Four decades ago.when we lived in Michigan, we would always return from our west coast summer vacation with a case of Coors. At the time, the Golden, Colorado product wasn’t available east of the Mississippi. So, when we invited neighbours over and shared a few cans from our case, everyone thought we were serving some rare and wonderful nectar. Until the cans ran dry, we were the heroes of the nieghbourhood.

Now that we live in the west and spend our summers in northern Michigan. Coors is available everywhere and doesn’t seem to taste half so wonderful as it used to. It isn’t necessary to bring any of it home, and I doubt if any of my beer drinking neighbours would want me to.

The beers from Bell’s Brewery of Kalamazoo, Michigan, became my drink of choice this summer. And, when the vacation was over and it was time to head home, we packed an assorted case of their various beers to take home and share with our beer loving friends. None of them had heard of Bell’s Brewery. The products are only available in 17 mid-Western and Atlantic coast states and in Arizona.

Larry Bell, who had been a homebrewer and then owner of a home-brew supply store, founded the brewery — one of the earliest microbreweries in Michigan — in 1985. He began using a 15 gallon soup kettle to brew his product, but continued to expand until the now state-of-the-art brewery produces well over 100,000 barrels annually (that’s around six million six-packs a year). Bell’s is the eighth largest microbrewery in the United States.

We tasted five different beers, ranging from the light coloured and light bodied “Lager of the Lakes” and finishing with the hearty “Bell’s Best Brown.” Here are some of my neighbours’ responses.

Lager of the Lakes, a 5 per cent ABV pale American lager, is listed as the tenth best in its category by Beer Advocate. Light gold and effervescent, it is light bodied, crisp, and clean. One taster, noting that it had just the right amount of bitterness, remarked, “it just what it’s supposed to be .. an awesome summer beer.”

Oberon, a 5.8 per cent ABV American wheat beer, is probably the top summer seller of all of Michigan’s microbrews. Named after a character in Shakespeare’s “A Midsummer Night’s Dream,” it is a rich golden colour and pours with a cloudy, yeasty haze. Not so sweet as some wheats, is has spicy and orange notes.  Another taster remarked, “I’m a wheat beer person; I’d give it top marks.”

Although Bell’s Pale Ale (5.2 per cent ABV) is listed as an American Pale Ale, this one tasted more like an English version of the style. “There’s more maltiness to the style than I’m used to — but that’s good.” Medium bodied and golden in colour, it is more balanced, with less hop bitterness than the American styles.

Big Two Hearted Ale, named after a northern Michigan river featured prominently in a Hemingway short story, is a fairly hefty 7 per cent ABV medium bodied American IPA brewed with generous amounts of Centennial hops. But it’s in no way a hop bomb. Malts provide a balance to the hops. Medium bodied, it has a clean, but light hop finish. “I like the fact that it seems gentle in your mouth,” remarked one taster.

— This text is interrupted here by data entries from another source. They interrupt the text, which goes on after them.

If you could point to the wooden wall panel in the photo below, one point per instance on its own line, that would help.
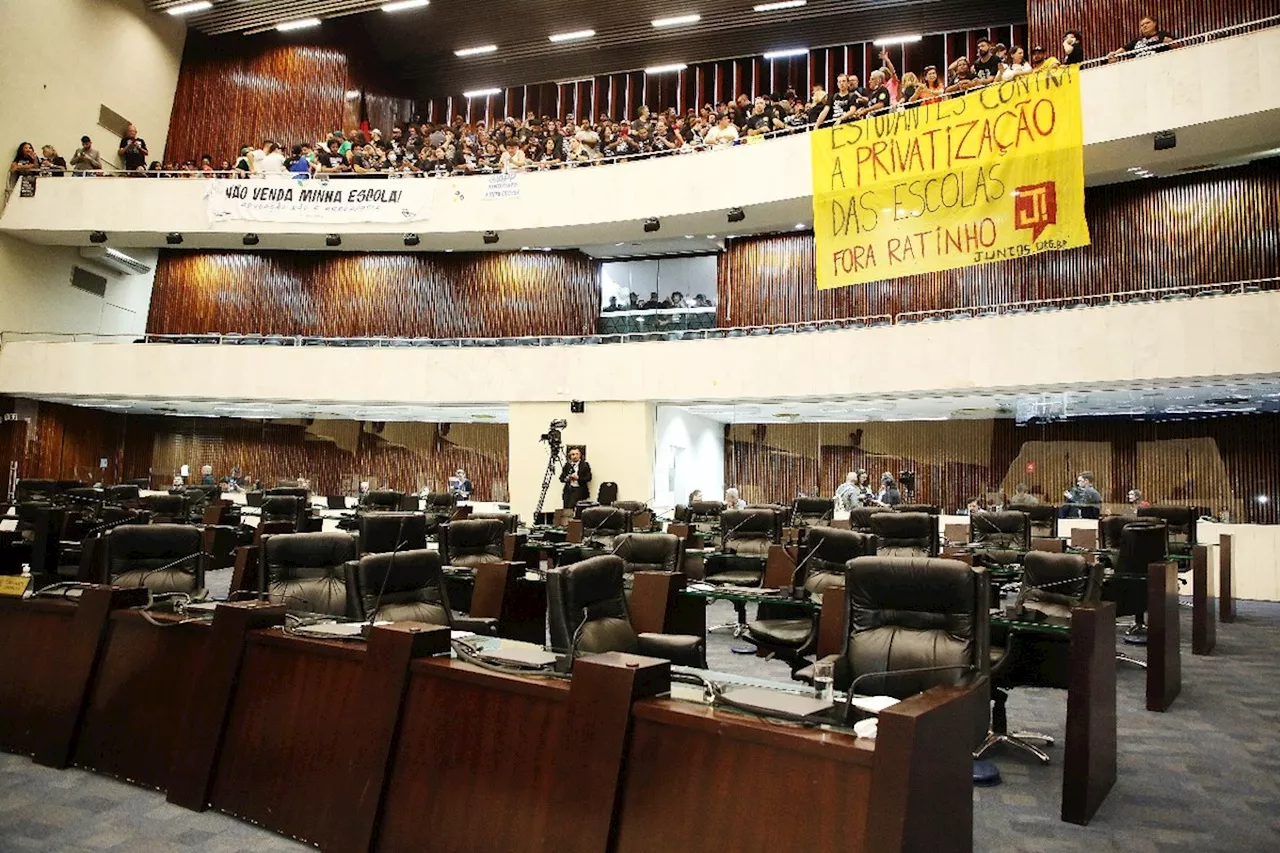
(1109, 26)
(236, 91)
(1223, 464)
(1194, 229)
(68, 442)
(353, 295)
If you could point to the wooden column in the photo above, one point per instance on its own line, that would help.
(55, 742)
(1203, 603)
(1225, 569)
(211, 692)
(1164, 653)
(1089, 753)
(383, 679)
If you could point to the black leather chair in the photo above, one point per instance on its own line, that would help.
(306, 571)
(603, 524)
(588, 614)
(821, 565)
(905, 534)
(467, 543)
(406, 587)
(384, 532)
(649, 552)
(860, 518)
(161, 557)
(908, 614)
(1000, 539)
(812, 511)
(1052, 584)
(167, 509)
(382, 501)
(1180, 521)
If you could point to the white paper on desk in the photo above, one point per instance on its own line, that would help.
(873, 703)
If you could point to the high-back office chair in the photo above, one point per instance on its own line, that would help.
(382, 501)
(385, 532)
(32, 491)
(812, 511)
(167, 509)
(1051, 587)
(905, 534)
(819, 565)
(306, 571)
(603, 524)
(469, 543)
(1043, 519)
(649, 552)
(588, 614)
(860, 518)
(1000, 538)
(1180, 521)
(161, 557)
(906, 614)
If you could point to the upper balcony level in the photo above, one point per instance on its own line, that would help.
(1217, 123)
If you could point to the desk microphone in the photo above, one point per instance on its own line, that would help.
(915, 670)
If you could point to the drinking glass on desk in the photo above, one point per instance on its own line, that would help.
(823, 676)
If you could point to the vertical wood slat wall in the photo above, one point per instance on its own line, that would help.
(1202, 228)
(286, 92)
(1111, 24)
(68, 442)
(1217, 463)
(360, 295)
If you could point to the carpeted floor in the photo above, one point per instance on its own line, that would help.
(1203, 778)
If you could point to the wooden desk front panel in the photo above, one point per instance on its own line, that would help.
(32, 634)
(292, 717)
(709, 780)
(474, 761)
(137, 702)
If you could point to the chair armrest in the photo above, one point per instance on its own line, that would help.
(475, 624)
(677, 648)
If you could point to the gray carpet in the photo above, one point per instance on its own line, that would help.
(1203, 778)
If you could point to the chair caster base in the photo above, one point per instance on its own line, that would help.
(1015, 740)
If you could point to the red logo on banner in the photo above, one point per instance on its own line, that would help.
(1036, 208)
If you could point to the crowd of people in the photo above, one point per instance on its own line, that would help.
(543, 142)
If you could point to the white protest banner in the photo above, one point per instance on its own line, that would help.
(321, 201)
(502, 186)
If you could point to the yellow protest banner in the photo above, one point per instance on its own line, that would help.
(991, 176)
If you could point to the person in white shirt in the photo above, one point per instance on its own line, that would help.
(725, 133)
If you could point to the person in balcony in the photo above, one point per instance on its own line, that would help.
(1151, 40)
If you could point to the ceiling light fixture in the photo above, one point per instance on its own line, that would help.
(677, 21)
(190, 8)
(577, 35)
(896, 40)
(288, 26)
(476, 51)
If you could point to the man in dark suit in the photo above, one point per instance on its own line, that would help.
(576, 477)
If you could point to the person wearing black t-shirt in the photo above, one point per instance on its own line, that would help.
(986, 67)
(1151, 40)
(133, 150)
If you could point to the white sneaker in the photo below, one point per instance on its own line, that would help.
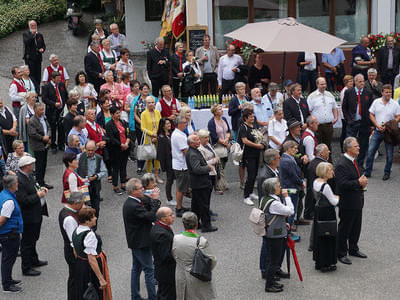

We ended our tasting with Bell’s Best Brown, an English style beer, that pours a rich brown with a frothy head. It has roasty, chocolatey notes, but not the sweetness one associates with the classic example of the style, Newcastle Brown. That’s probably because the hops give an understated bitterness that prevents the malt flavours from becoming cloying. One taster remarked that it was a little rich for him during this warm summer day, but said that if I went back to Michigan in the late fall, I should bring some back for him to try.

The tasting finished, all agreed that Bell’s beers were excellent. “When are you going back to Michigan?” I was asked. I wondered at first if, as in my Coors tasting days, I was only popular as long as I was serving hard-to-find beer. I prefer to think that it was because they hoped that I’d soon be bringing back the Bell’s.

If you’re travelling in the Midwest, you might want to check, to see where the product is available. If you’re travelling along Michigan 28, on your way to or from Ontario, Econofoods of Marquette and Hillside Party Store of Munising stock lots of Bell’s and other very good Michigan beers.